OTHER cases that are much less rare yet costly......my son's pump for instance for Type 1 Diabetes which is skyrocketing.

He CAN get by on less costly technology. We CHOOSE to provide him better technology.
Surprising - neither is covered by public health care.......as yet.
Fortunately insulin is relatively cheap -

In the case of this boy - the treatment is very expensive tho a rare condition.

Diabetic costs to the health care system run in the 5 billion per annum range.
We treat them.....to a degree.......we must treat this boy.

This case I'd say is straight forward. Rare, high cost but as a condition the treatments x those afflicted is likely pretty small compared to other disease category costs......say lung cancer which some would say is a life style consequence.

We treat those - we treat the boy.

HE falls well within the structure of the social contract for health care in my mind.

BUT I'd love to see this discussion cover the other I would consider more difficult aspects, life extension without regard to cost, ... assisted suicide etc.

Personally I think we should be more proactive as individuals in helping the healthcare situation in the high cost areas.
SIGN THE DAMN DONOR CARDS or even better require OPT OUT signatures if someone objects.
Have a living will laying out limits to treatment, life extension/heroic effort.
Allow doctors under oversight to aid in assisted suicide.

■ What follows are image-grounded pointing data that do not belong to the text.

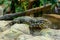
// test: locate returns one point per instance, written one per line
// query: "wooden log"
(27, 12)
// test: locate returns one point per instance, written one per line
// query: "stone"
(3, 25)
(24, 37)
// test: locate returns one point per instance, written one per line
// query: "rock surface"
(3, 26)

If the boy's a Canadian he's part of the net.......money better spent than on land mines......or submarines.

The ONLY big solution is for individuals to set their own limits and if they WANT everything possible done- perhaps buy premium coverage.

Until there is enough mass of individually decided limits......effective answers will be hard to come by.
Perhaps as a free society....our personal understanding of freedom has include how to die as well.

Not an easy task for many.

But this boy?????........just get it done.........and in cases like these the drug companies often will be part of the solution.

•••

Carex it's really hard NOT to ramble on this topic of "limits". This case I think is pretty straight forward but the extension of it by implication into other areas of "cost limits" do not lend themselves to simple solutions.